[AusNOG] Vocus vs. Pipe - Was: Vocus peering traffic missingfrom PIPE-IX?

Sean K. Finn sean.finn at ozservers.com.au
Fri Nov 9 09:21:51 EST 2012


Peering costs us more than transit, especially when we have intercapital transit from BNE to SYD just to pick up Equinix.

What multilateral peering does give us is a higher selection of paths to chose from to all of the other people at the exchanges.

I would get more MBPS if i consolidated my spend with a single provider but it's better to have more connection points than less.

Indeed for many years we went without peering because our network had enough capacity without it.

What it DOES provide is direct low latency interconnects to other Australian providers, and, considering most of our traffic stays within Australia, it's worth having to increase performance.

Peering won't ever go away, but is something that you have on top of good transit providers.

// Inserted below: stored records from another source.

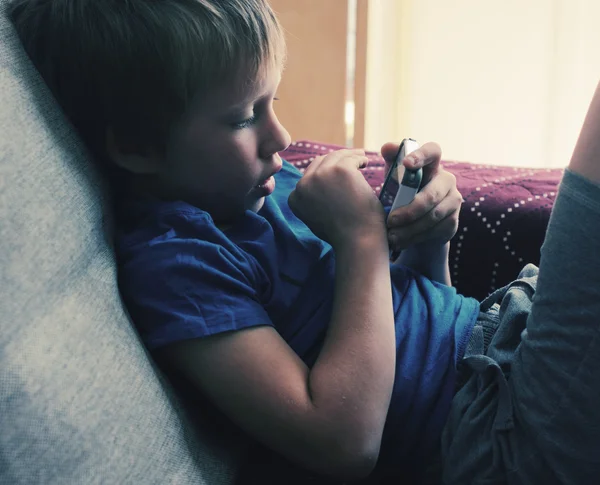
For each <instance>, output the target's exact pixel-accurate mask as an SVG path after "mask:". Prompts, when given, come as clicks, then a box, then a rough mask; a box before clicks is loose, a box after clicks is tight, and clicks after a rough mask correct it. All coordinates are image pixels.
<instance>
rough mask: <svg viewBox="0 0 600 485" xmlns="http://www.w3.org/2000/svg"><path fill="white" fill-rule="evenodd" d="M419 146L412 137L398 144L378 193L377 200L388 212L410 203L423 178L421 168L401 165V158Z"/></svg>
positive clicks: (418, 146) (418, 188) (401, 159)
mask: <svg viewBox="0 0 600 485" xmlns="http://www.w3.org/2000/svg"><path fill="white" fill-rule="evenodd" d="M417 148H419V144H418V143H417V142H416V140H413V139H412V138H405V139H404V140H402V143H401V144H400V148H399V149H398V154H397V155H396V158H395V159H394V162H393V163H392V165H391V167H390V170H389V172H388V173H387V176H386V177H385V182H384V183H383V187H382V188H381V192H380V193H379V200H380V201H381V203H382V204H383V206H384V207H385V208H386V209H387V208H388V207H389V208H390V209H389V212H392V211H393V210H394V209H397V208H398V207H403V206H405V205H408V204H410V203H411V202H412V201H413V199H414V198H415V196H416V195H417V192H419V189H420V188H421V180H422V178H423V170H422V169H420V168H419V169H417V170H409V169H406V168H405V167H404V165H402V160H404V158H405V157H406V156H407V155H408V154H410V153H412V152H414V151H415V150H416V149H417Z"/></svg>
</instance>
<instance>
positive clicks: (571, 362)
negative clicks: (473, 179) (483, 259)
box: [442, 171, 600, 485]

On 09/11/2012, at 6:06 AM, "Mark Smith" <markzzzsmith at yahoo.com.au> wrote:

> The assertion was peering is free / gratis / no money. That's clearly incorrect, and I don't think you need much more than a simplification to realise it.
> 
> It's worth remembering that the actual definition of the word "peer" is
> 
> "a person who is the same age or has the same social position or the same abilities as other people in a group" 
> 
> i.e. an *equal* based on a set of attributes.
> 
> Using Verizon as an example, Verizon's peering T&Cs list who they consider to be somebody they'd be willing to directly peer with, with lower requirements in ASPAC verses the rest of the world. However, I doubt even Telstra would qualify, so it's likely that Verizon also would like to get out of the so-called Gang of Four arrangement, because they're being forced to peer with non-equals. Telstra would probably have the same view on Optus and AAPT, and Optus on AAPT. Considering that AAPT is no where near as big as the other 3 they'd be gaining the most and providing the least.
> 
> Multilateral peering doesn't require the "peers" to be apparent equals, however it is aggregating together the value the small "peers" would provide such that there is value to the larger "peers" to connect. Everybody who connects gains more from connecting than it costs them. Those who choose not to connect, in their judgement, don't gain more from it than it would cost them, despite the many values of peering that Sam Silvester pointed out, other than just "cheaper than transit".
> 
> Government forced peering means that some parties can get far more value out of the arrangement than others - it isn't mutually beneficial to everybody any more, in their individual perception. If forced peering became the norm, could I force my residential ISP to peer with my home network, "for free"? If big networks must peer with smaller networks, then my home network qualifies as a small one.
> 
> 
> 
> ----- Original Message -----
>> From: Bevan Slattery <bevan at slattery.net.au>
>> To: Mark Smith <markzzzsmith at yahoo.com.au>; Luke Iggleden <luke+ausnog at sisgroup.com.au>
>> Cc: "ausnog at lists.ausnog.net" <ausnog at lists.ausnog.net>
>> Sent: Thursday, 8 November 2012 2:12 PM
>> Subject: Re: [AusNOG] Vocus vs. Pipe - Was: Vocus peering traffic missingfrom PIPE-IX?
>> 
>> And those that want to peer don't?
>> 
>> TPG, iiNet and Nextgen are larger than AAPT and Verizon.  In fact TPG and
>> iiNet are larger than Optus in the ADSL market.
>> 
>> Oversimplification me thinks...
>> 
>> [b]
>> 
>>>> 
>>> 
>>> So the rack space, cable infrastructure, routers, electricity, 24x7 NOC
>>> etc. that you use to connect to them, *if* you qualify as a peer, is all
>>> free?
>>> 
>>> Think about it. A company spends millions of dollars on equipment and
>>> installs fibre across Australia, and is then going to let everybody use
>>> it for gratis? That's a business plan to very rapidly go out of 
>> business.
>>> I suspect the "free peering" myth has come from the days when 
>> residential
>>> ADSL offered "free Pipe". The only reason it was "free" 
>> to customers was
>>> that the ISP chose not to bill the customers for it.